Berlin: Urban Ethics in an Area of Tension Between Homogenizing Models of Townscape and Demands for Heterogeneous Concepts of Space and Appropriation (Associate Project: 2015 - 2018)
In the two and a half decades since the fall of the Wall and the reunification of the city into a federal capital, the urban spatial future of Berlin has been persistently discussed and argued about. One question is central to these disputes, which urban actors answer in very different ways: How should the city’s spaces be architecturally best articulated and used, and which practices of urban life will promote this? Our research will focus on this linking of different ethics of a good and proper conduct of life in the city with various concepts for urban design and architecture.

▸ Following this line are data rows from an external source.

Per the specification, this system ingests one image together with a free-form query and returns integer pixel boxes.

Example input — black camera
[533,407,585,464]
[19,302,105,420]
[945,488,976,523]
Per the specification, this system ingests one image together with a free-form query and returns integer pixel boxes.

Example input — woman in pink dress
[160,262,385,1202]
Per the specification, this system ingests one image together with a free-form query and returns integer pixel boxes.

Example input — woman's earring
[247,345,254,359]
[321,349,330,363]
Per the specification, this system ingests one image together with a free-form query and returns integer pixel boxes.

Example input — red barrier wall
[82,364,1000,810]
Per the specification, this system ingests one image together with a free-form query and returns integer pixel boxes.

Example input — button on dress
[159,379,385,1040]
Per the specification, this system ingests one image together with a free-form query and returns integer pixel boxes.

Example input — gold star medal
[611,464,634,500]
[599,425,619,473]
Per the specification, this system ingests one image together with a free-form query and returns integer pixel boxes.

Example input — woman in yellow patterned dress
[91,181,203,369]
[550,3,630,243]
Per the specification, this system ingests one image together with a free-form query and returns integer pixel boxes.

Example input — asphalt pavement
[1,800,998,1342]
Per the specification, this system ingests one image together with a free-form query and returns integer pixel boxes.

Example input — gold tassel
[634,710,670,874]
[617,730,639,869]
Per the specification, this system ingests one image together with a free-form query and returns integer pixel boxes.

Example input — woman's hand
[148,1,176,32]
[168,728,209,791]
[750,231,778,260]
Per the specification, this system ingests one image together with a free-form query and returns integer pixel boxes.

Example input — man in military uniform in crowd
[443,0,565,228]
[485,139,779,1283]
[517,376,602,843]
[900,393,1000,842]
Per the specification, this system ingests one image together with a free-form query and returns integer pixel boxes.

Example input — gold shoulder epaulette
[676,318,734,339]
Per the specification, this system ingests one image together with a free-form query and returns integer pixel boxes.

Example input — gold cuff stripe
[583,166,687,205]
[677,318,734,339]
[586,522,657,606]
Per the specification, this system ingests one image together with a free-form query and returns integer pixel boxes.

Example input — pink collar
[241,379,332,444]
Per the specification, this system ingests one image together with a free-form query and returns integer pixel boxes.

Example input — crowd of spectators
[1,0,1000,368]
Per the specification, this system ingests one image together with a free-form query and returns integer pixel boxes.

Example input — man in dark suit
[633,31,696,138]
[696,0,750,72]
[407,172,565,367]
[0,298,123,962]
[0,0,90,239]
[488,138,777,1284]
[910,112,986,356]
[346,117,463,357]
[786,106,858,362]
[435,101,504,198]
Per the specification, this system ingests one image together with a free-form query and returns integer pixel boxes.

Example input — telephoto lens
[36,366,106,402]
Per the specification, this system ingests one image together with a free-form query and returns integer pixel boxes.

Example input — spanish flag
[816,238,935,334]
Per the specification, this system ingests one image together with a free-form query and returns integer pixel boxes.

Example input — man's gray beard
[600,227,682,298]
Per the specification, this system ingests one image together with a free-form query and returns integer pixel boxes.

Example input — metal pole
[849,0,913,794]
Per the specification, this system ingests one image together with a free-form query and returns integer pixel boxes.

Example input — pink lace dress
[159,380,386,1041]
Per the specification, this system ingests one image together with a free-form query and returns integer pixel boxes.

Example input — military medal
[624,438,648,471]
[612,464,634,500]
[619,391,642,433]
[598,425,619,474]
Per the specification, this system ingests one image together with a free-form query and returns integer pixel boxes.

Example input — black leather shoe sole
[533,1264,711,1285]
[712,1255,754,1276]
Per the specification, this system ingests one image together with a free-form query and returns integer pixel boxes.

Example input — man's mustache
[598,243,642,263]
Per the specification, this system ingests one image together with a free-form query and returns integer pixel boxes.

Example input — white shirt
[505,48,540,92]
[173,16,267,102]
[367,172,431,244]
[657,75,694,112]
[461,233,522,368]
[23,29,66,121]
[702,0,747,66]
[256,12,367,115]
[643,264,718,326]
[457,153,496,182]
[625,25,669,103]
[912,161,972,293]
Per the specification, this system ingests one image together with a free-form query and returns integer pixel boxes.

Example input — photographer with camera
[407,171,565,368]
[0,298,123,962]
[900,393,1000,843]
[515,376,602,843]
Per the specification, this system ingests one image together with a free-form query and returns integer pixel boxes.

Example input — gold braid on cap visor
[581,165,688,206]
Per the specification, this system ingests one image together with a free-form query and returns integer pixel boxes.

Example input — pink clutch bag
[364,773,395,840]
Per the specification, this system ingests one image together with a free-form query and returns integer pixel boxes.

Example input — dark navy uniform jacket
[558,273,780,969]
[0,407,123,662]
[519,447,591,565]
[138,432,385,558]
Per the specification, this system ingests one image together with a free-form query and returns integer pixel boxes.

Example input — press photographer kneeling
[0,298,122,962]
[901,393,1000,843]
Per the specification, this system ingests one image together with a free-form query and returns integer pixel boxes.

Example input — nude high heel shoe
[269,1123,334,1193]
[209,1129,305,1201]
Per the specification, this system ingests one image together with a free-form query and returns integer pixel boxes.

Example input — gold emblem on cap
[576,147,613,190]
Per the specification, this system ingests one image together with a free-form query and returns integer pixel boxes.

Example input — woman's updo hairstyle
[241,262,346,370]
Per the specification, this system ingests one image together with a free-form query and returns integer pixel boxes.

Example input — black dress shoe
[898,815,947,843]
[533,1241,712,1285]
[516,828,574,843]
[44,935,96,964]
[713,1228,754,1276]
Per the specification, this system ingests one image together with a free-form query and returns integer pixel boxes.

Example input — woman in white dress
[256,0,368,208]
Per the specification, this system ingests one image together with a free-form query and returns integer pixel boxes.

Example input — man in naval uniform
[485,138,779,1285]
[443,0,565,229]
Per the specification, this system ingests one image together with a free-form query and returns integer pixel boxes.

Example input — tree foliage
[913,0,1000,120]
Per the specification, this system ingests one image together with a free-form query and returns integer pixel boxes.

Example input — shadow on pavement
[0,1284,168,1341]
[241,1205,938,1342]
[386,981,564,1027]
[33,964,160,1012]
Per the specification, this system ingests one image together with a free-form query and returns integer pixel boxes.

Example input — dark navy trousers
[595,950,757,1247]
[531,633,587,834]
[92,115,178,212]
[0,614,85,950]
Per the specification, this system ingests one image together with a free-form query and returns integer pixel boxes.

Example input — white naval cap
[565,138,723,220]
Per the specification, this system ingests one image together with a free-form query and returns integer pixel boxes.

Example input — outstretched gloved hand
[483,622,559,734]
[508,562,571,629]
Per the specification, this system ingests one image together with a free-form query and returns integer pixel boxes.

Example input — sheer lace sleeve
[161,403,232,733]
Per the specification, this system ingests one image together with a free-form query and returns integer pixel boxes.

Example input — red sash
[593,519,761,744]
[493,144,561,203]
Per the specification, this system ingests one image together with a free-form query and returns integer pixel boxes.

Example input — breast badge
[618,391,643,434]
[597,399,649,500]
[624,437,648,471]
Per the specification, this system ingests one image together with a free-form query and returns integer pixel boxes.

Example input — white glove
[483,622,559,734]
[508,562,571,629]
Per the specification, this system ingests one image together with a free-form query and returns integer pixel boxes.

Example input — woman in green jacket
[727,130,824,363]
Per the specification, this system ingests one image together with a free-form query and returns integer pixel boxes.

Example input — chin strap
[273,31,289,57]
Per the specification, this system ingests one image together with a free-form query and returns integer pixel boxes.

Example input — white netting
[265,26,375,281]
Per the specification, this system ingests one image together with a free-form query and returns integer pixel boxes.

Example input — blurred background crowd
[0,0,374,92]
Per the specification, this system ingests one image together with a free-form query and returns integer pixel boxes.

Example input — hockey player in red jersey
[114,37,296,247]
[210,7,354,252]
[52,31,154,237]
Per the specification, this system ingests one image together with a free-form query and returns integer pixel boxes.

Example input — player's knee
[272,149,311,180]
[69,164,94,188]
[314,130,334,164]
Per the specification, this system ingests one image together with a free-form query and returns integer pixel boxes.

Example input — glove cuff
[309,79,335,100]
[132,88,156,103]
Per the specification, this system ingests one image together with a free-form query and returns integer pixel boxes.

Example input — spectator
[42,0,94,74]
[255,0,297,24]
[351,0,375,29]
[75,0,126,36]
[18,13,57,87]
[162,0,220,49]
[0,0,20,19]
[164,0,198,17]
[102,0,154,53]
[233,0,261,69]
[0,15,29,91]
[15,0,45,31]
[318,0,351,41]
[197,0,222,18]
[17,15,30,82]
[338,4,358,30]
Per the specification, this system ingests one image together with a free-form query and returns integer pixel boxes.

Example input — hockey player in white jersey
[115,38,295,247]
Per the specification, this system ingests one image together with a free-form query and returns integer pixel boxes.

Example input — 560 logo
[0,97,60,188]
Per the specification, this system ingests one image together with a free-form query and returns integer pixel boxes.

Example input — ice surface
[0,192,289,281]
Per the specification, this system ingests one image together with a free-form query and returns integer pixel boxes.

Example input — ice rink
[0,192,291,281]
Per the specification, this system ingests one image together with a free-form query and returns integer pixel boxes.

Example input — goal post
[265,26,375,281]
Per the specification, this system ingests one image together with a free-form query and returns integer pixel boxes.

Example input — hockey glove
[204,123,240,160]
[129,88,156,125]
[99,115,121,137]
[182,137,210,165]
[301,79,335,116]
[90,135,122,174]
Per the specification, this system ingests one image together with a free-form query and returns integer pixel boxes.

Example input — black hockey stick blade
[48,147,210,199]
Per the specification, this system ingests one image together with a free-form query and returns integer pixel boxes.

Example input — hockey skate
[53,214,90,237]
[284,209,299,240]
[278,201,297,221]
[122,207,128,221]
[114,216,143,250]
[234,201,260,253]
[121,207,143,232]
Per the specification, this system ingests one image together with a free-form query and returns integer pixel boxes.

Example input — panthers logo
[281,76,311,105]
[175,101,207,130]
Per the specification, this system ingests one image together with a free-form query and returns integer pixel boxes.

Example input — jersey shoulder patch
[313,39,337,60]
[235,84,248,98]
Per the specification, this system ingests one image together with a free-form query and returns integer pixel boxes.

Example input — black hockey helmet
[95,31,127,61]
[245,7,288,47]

Underpinned by discourses on two models of urban development, we investigate diverse urban spatial aims and ideals resulting from specific interpretations of the changing history of urban development and the existing urban structure of Berlin. We observe that the formulation of such objectives as models is always accompanied by attempts to establish specific subjects as guiding figures of the urban; whether these be tradition-conscious ‘urban dwellers’ or entrepreneurial ‘creative citizens’. Both subjects are expected to contribute to the success of urban design processes in Berlin and to the production of the cities’ spaces, as well as to embody the ‘ethos’ of the city through their way of life. However, we are interested not only in models of urban spaces and their ideal subjects, but also in the concrete translation of urban design concepts into physical urban spatial structure. Here we focus on the actors, which influence the architecture of these spaces, use them consciously or actively appropriate them. What is their idea of good urban living and what form of urban subjectivity do they develop? How do they connect this to heterogeneous concepts of urban spaces and their appropriation that might conflict with, call into question, break with or revaluate the normative ideas of models of townspace and urban development?
Using methods of discourse analysis and via urban spatial case studies, the research project aims to render the conflicts surrounding Berlin’s urban spatial development comprehensible in its dimension as ethical negotiation processes. The goal is to gain more precise knowledge about the mutual relationship between the ethics of a good and proper urban living and the architectural concepts and realities of urban spaces.